Can someone please tell me the Portuguese word for Pectin?

I'm sure my Intermarche must sell it but I'm blowed if I can find it on the shelves...... so assume it't got a different name here!


----------



## Centralbound (Aug 16, 2013)

Pectina.


----------



## travelling-man (Jun 17, 2011)

Centralbound said:


> Pectina.


Hmmmmm. I'd have thought I'd have seen that. I'll check again.

Thanks, obrigado & asante sana etc


----------



## canoeman (Mar 3, 2011)

Our Intermarche sell it


----------



## canoeman (Mar 3, 2011)

Just a further thing with Intermarche they are franchises and some are prepared to order things they might not stock, like pectin.
New potatoes (jersey royaltype) are available 12/12 in Portugal from Vitacress we buy from one Intermarche who does stock them but not local asked local to order a 5 Kg every 3 weeks no problem


----------



## siobhanwf (Mar 20, 2009)

Aldi have jam sugar TM. Our Ccontinente have pectin


----------



## canoeman (Mar 3, 2011)

Your lucky Leira's the furthest north Aldi


----------



## travelling-man (Jun 17, 2011)

I'll make it my mission to track dome down today! 

Thanks folks!


----------



## travelling-man (Jun 17, 2011)

Oh but we sooooooo need a good supermarket in Figueiro Dos Vinhos because the ones we have are as much use as a chocolate teapot!

I tried all 3 here & none have pectin or jam sugar & past experience has taught me the local Intermarche have no interest whatsoever in ordering anything different.

So I'll take the easy way out & order online!


----------



## JohnBoy (Oct 25, 2009)

canoeman said:


> Your lucky Leira's the furthest north Aldi


Hear, hear.

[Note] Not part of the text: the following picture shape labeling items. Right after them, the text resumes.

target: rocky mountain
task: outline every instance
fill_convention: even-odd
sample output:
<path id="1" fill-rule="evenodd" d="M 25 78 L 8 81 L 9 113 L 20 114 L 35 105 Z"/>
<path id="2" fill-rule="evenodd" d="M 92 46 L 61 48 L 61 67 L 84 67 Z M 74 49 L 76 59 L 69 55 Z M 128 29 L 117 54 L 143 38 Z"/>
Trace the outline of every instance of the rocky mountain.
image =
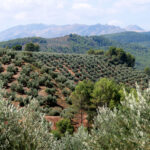
<path id="1" fill-rule="evenodd" d="M 137 25 L 129 25 L 126 27 L 127 31 L 134 31 L 134 32 L 144 32 L 145 30 Z"/>
<path id="2" fill-rule="evenodd" d="M 30 25 L 19 25 L 9 28 L 5 31 L 0 32 L 0 41 L 7 41 L 16 38 L 24 37 L 43 37 L 43 38 L 54 38 L 69 35 L 71 33 L 91 36 L 91 35 L 102 35 L 111 33 L 120 33 L 126 31 L 117 26 L 112 25 L 44 25 L 44 24 L 30 24 Z"/>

I do wish we had one in Central PT. Coimbra would be good thanks! 

Aldi, are you listening?!


----------



## travelling-man (Jun 17, 2011)

Even better, let's see Tesco or even Pick N Pay opening a few branches here! 

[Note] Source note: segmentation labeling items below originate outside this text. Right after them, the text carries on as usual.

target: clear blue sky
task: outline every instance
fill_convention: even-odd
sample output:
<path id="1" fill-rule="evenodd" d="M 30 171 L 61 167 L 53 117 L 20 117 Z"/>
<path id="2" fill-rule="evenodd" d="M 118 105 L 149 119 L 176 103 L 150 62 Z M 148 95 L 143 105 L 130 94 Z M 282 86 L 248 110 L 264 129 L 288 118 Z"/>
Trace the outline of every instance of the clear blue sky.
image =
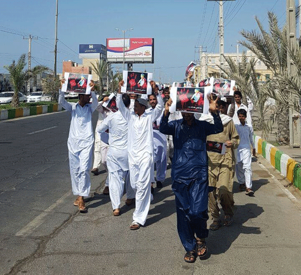
<path id="1" fill-rule="evenodd" d="M 54 54 L 50 52 L 54 48 L 55 4 L 56 0 L 2 2 L 0 73 L 6 72 L 4 65 L 28 53 L 28 40 L 23 39 L 23 35 L 39 38 L 32 42 L 32 66 L 40 63 L 53 68 Z M 267 13 L 271 10 L 283 25 L 285 0 L 224 2 L 225 52 L 236 52 L 236 42 L 242 39 L 240 30 L 256 28 L 255 16 L 266 28 Z M 156 80 L 161 67 L 162 80 L 182 80 L 185 67 L 197 58 L 195 46 L 207 46 L 208 52 L 219 51 L 218 5 L 215 2 L 59 0 L 59 12 L 58 48 L 61 52 L 58 54 L 58 72 L 62 72 L 63 60 L 80 62 L 78 59 L 80 44 L 105 45 L 107 38 L 122 37 L 115 28 L 133 28 L 126 33 L 127 37 L 155 38 L 155 59 L 158 60 L 155 64 Z M 145 68 L 153 72 L 154 65 L 145 65 Z M 144 69 L 143 64 L 134 64 L 134 70 Z"/>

They'd knock Intermarche into a cocked hat!


----------



## canoeman (Mar 3, 2011)

travelling-man said:


> Oh but we sooooooo need a good supermarket in Figueiro Dos Vinhos because the ones we have are as much use as a chocolate teapot!
> 
> I tried all 3 here & none have pectin or jam sugar & past experience has taught me the local Intermarche have no interest whatsoever in ordering anything different.
> 
> So I'll take the easy way out & order online!


Chemist's a good fallback


----------